Scientists have pinpointed a whole new species of the largest bony fish in the world, the massive sunfish, as we learned from Smithsonian magazine. It's the first new species of sunfish proposed in more than 125 years.

As the researchers report in the Zoological Journal of the Linnean Society, the genetic differences between the newly named hoodwinker sunfish (Mola tecta) and its other sunfish brethren was confirmed by data on 27 different samples of the species collected over the course of three years. Since sunfish are so massive—the biggest can weigh as much as 5000 pounds—they pose a challenge to preserve and store, even for museums with large research collections. Lead author Marianne Nyegaard of Murdoch University in Australia traveled thousands of miles to find and collected genetic data on sunfish stranded on beaches. At one point, she was asked if she would be bringing her own crane to collect one.

Nyegaard also went back through scientific literature dating back to the 1500s, sorting through descriptions of sea monsters and mermen to see if any of the documentation sounded like observations of the hoodwinker. "We retraced the steps of early naturalists and taxonomists to understand how such a large fish could have evaded discovery all this time," she said in a press statement. "Overall, we felt science had been repeatedly tricked by this cheeky species, which is why we named it the 'hoodwinker.'"

Japanese researchers first detected genetic differences between previously known sunfish and a new, unknown species 10 years ago, and this confirms the existence of a whole different type from species like the Mola mola or Mola ramsayi.

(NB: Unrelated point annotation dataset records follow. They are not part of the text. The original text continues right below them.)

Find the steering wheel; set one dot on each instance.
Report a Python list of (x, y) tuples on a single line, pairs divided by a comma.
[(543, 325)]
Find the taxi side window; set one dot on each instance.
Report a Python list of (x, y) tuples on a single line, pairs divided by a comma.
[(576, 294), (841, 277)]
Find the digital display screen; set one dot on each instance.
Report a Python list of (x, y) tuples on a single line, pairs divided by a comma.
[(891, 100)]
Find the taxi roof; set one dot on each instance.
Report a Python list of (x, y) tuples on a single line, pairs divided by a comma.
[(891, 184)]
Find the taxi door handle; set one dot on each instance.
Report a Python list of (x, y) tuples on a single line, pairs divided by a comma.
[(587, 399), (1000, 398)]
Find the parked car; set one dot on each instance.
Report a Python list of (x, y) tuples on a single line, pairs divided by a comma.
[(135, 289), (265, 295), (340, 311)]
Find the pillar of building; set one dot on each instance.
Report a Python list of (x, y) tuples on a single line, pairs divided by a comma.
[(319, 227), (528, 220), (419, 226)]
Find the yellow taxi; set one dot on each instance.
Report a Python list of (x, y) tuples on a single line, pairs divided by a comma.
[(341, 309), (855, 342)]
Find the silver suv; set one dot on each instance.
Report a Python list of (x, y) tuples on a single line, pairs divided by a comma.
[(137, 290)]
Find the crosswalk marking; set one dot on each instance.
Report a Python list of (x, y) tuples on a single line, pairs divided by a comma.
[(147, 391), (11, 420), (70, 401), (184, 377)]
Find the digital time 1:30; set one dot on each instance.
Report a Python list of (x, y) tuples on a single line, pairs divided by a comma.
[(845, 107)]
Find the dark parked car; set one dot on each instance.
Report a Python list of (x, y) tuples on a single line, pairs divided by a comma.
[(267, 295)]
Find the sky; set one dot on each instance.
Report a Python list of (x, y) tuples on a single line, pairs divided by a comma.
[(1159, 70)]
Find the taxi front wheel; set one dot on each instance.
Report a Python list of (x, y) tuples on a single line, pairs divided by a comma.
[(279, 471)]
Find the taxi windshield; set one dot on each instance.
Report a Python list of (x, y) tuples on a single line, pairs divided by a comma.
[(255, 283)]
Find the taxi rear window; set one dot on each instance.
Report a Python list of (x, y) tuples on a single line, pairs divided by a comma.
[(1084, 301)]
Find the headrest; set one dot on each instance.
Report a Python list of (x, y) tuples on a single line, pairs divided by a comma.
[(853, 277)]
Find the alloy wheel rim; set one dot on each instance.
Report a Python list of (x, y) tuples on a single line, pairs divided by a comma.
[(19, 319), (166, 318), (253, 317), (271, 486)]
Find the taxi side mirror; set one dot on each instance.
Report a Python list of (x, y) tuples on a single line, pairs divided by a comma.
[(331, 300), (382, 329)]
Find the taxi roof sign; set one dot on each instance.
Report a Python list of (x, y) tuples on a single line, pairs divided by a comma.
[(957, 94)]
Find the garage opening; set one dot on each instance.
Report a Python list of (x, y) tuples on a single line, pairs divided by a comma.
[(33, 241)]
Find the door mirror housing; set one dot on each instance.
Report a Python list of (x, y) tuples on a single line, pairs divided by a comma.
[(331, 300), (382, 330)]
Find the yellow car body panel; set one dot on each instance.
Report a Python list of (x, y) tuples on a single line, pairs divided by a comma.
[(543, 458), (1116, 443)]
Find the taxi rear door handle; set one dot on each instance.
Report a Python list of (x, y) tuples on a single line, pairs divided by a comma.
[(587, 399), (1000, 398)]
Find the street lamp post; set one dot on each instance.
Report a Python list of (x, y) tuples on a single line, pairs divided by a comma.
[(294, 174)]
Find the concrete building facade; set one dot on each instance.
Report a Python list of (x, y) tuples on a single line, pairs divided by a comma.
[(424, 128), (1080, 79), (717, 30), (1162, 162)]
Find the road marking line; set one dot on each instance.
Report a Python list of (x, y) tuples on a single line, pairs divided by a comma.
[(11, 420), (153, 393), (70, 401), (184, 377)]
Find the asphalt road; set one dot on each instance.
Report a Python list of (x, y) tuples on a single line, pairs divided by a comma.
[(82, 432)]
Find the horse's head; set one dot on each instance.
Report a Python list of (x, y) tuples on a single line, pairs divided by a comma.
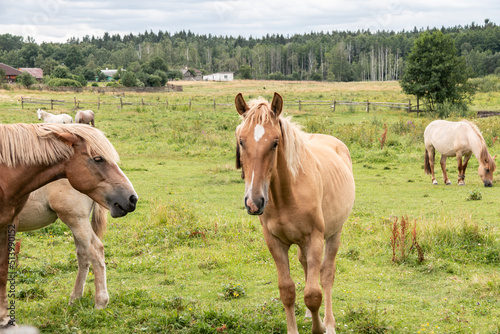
[(98, 176), (257, 142), (486, 169)]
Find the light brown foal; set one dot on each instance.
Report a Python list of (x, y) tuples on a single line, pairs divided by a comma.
[(302, 186)]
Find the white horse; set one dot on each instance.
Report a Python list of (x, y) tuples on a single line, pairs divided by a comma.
[(51, 118), (84, 117), (460, 139), (60, 200)]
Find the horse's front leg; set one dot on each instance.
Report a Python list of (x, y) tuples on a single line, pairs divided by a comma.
[(89, 249), (312, 292), (327, 278), (443, 167), (279, 252), (461, 175)]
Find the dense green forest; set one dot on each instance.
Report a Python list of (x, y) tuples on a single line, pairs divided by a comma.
[(332, 56)]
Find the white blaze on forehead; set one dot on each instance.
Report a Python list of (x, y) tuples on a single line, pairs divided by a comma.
[(258, 132)]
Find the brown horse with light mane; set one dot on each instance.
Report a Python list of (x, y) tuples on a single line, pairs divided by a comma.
[(32, 155), (59, 199), (302, 186)]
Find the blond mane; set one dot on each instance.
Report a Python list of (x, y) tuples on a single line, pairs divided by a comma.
[(293, 137), (37, 144)]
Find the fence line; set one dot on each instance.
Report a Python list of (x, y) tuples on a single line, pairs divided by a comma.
[(77, 104)]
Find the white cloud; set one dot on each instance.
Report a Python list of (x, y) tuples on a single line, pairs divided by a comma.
[(58, 20)]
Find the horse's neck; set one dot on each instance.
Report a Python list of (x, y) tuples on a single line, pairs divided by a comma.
[(281, 180)]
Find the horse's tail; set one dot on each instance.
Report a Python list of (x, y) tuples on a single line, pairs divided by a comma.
[(427, 164), (99, 219)]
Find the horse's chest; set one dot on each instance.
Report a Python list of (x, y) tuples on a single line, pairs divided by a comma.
[(289, 231)]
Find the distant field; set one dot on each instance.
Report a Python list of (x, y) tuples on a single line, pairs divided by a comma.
[(190, 241)]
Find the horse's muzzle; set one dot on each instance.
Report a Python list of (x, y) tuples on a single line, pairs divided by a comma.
[(121, 208)]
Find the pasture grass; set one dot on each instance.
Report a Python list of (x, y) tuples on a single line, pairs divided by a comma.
[(173, 264)]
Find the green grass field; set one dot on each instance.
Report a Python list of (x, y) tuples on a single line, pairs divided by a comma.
[(190, 259)]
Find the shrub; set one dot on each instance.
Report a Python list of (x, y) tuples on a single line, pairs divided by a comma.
[(58, 82)]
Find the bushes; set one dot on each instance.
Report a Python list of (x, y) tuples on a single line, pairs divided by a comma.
[(58, 82)]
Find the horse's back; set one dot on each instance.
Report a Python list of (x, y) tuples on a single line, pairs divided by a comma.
[(56, 199), (448, 137)]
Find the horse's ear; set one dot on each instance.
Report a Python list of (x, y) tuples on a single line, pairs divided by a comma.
[(241, 105), (67, 138), (277, 104)]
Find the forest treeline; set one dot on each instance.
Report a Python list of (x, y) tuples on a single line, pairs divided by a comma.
[(333, 56)]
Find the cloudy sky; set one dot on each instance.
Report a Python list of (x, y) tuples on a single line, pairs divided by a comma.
[(58, 20)]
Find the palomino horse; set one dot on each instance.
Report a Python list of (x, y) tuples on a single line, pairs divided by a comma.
[(59, 199), (32, 155), (302, 186), (460, 139), (51, 118), (84, 117)]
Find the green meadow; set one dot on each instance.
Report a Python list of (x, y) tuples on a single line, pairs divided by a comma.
[(191, 260)]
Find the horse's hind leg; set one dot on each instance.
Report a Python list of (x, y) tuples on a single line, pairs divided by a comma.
[(327, 278), (312, 251), (430, 154), (443, 167)]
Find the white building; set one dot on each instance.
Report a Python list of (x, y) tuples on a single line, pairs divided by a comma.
[(220, 76)]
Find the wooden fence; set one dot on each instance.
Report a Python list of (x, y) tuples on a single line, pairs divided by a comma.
[(121, 102)]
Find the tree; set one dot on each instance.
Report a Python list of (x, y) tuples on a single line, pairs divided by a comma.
[(128, 79), (435, 73), (26, 79)]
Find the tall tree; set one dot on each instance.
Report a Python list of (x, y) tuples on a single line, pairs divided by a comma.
[(434, 72)]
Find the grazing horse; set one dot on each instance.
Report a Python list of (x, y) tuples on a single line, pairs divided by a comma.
[(460, 139), (51, 118), (302, 186), (59, 199), (32, 155), (84, 117)]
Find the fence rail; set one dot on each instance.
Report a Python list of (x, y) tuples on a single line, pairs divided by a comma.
[(121, 101)]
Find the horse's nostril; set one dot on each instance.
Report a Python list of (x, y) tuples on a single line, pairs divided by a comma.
[(133, 199)]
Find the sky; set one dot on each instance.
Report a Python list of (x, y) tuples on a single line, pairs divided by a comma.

Mola tecta looks a little different from other sunfish, with a more slender body. As it grows, it doesn't develop the protruding snout or bumps that other sunfish exhibit. Similarly to the others, though, it can reach a length of 8 feet or more. 

Based on the stomach contents of some of the specimens studied, the hoodwinker likely feeds on salps, a jellyfish-like creature that it probably chomps on (yes, sunfish have teeth) during deep dives. The species has been found near New Zealand, Australia, South Africa, and southern Chile.